Using the confidence interval with 0.05 significance level:
$$
\hat{p} \pm z*\sqrt{\hat{p}(1-\hat{p})/384} = 0.12 \pm 6.3*\sqrt{0.12(1-0.12)/384}
\\ \mbox{I get the following} \\
0.0155 < 0.05 <0.224
$$
So according to the confidence interval I cannot reject the Null. Is it I doing something wrong or is it sometimes the case that there is a disagreement between the two approaches? Granted there are cases in which the the CI and the p-value disagree which one should I go with? Thanks.
Best Answer
With large $N$, your test statistic will be distributed as a normal. Thus, we can refer to your test statistic as "$z$", and we can also use "$z$" to refer to the asymptotic sampling distribution. However, these are not the same $z$'s. When you form your $1-\alpha\%$ confidence interval, you need to multiply the standard error by $z_{1-\alpha/2}$ to get the right increment. You then add (subtract) the product from your observed percentage to get the confidence limits.
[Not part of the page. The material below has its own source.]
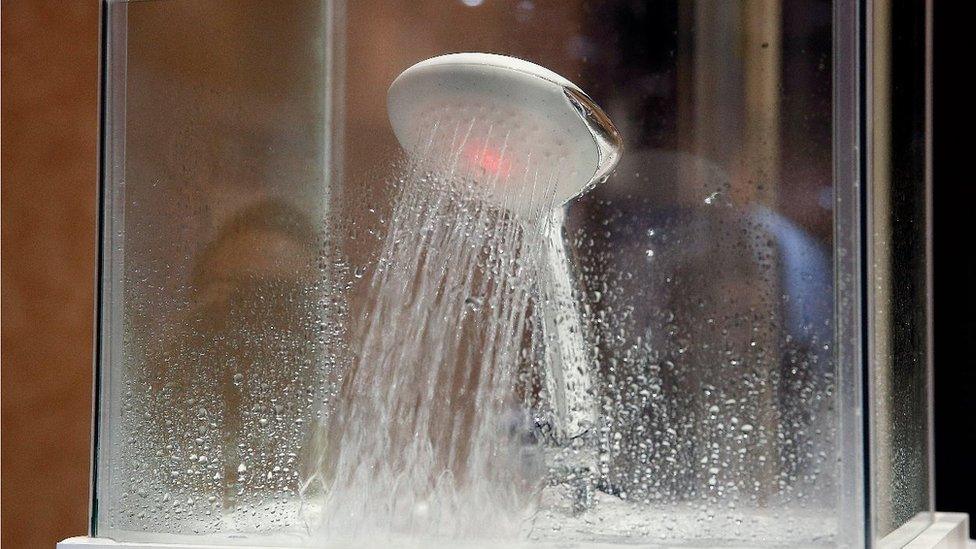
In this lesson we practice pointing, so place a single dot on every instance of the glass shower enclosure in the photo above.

For example, if you wanted a $95\%$ confidence interval, you would multiply your standard error by $z_{.975} = 1.96$. If you use this value, your confidence interval is:
\begin{align} \hat{p} \pm z_{1-\alpha/2}\times \sqrt{\frac{\hat{p}(1-\hat{p})}{N}} &= 0.12 \pm 1.96\times\sqrt{\frac{0.12(1-0.12)}{384}} \\[10pt] &= 0.0872 < 0.12 < 0.15 \end{align} which agrees with your hypothesis test.